Let me stress that again, I am trying to go along the same line of arguments which were between Bohr and Einstein in their very well known discussion in Solvay.
And they did discuss the error of measurement, not the statistical distribution of the particle coordinate and momentum (which is the current understanding of HUP).

You asked where the mistake is. That has been answered multiple times. You are batting at something which is not the HUP.

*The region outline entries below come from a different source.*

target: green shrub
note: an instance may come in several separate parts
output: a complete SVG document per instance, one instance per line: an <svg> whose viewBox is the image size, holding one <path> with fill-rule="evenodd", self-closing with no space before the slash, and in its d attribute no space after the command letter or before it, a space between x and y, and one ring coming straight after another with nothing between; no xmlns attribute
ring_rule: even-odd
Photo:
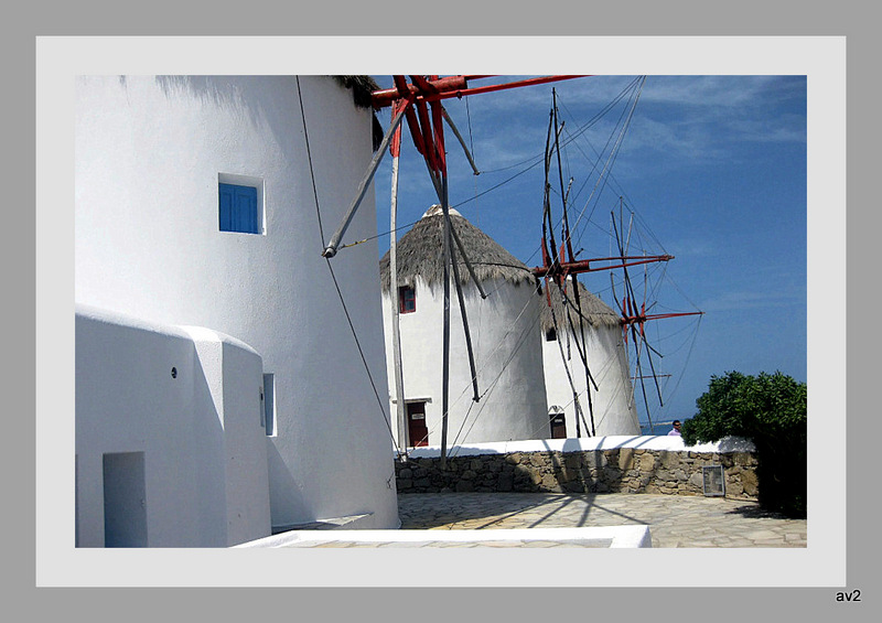
<svg viewBox="0 0 882 623"><path fill-rule="evenodd" d="M806 516L807 386L779 372L711 376L697 400L698 413L682 422L687 445L734 436L756 447L759 502L789 517Z"/></svg>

As we showed you: Increasing the traversed distance, in and of itself, does not affect the uncertainty (measured as SD, per the HUP) at all. We have shown you that bubble chambers do NOT record the ending position of a particle at a discrete point in time. And we explained that you cannot prepare an ensemble of test cases in a suitable manner to arrive at a suitable starting point either - each test sample will be different!

To have this conversation with Bohr and Einstein, you'll need to ignore almost everything we're learned since 1935 (or 1927 depending on your perspective). Good luck, but you are really just ignoring what you are being told in favor of stating your own opinions. DrChinese out... :smile:
 
  • #24
MichPod said:
I am trying to go along the same line of arguments which were between Bohr and Einstein in their very well known discussion in Solvay.

This is really a question of history, not physics. The physics has been sufficiently discussed.

Thread closed.
 

1. What is the Heisenberg uncertainty principle?

The Heisenberg uncertainty principle is a fundamental principle in quantum mechanics that states that it is impossible to know the exact position and momentum of a particle at the same time.

2. How does the Heisenberg uncertainty principle relate to the concept of measurement in quantum mechanics?

The Heisenberg uncertainty principle states that the act of measuring one observable property of a particle, such as its position, will inevitably affect the accuracy of measuring another observable property, such as its momentum. This is because the very act of measurement changes the state of the particle.

3. What is a violation of the Heisenberg uncertainty principle?

A violation of the Heisenberg uncertainty principle occurs when an attempt is made to measure both the position and momentum of a particle simultaneously with absolute precision. This is not possible due to the inherent uncertainty in quantum systems.

4. Can the Heisenberg uncertainty principle be proven experimentally?

Yes, the Heisenberg uncertainty principle has been proven experimentally through various experiments, such as the double-slit experiment and the Stern-Gerlach experiment, which demonstrate the inherent uncertainty of particles at the quantum level.

5. How does the Heisenberg uncertainty principle impact our understanding of the physical world?

The Heisenberg uncertainty principle has significant implications for our understanding of the physical world, as it challenges the classical notion of determinism and the ability to precisely predict the behavior of particles. It also highlights the inherent randomness and uncertainty present in the quantum world, which has led to the development of new theories and technologies.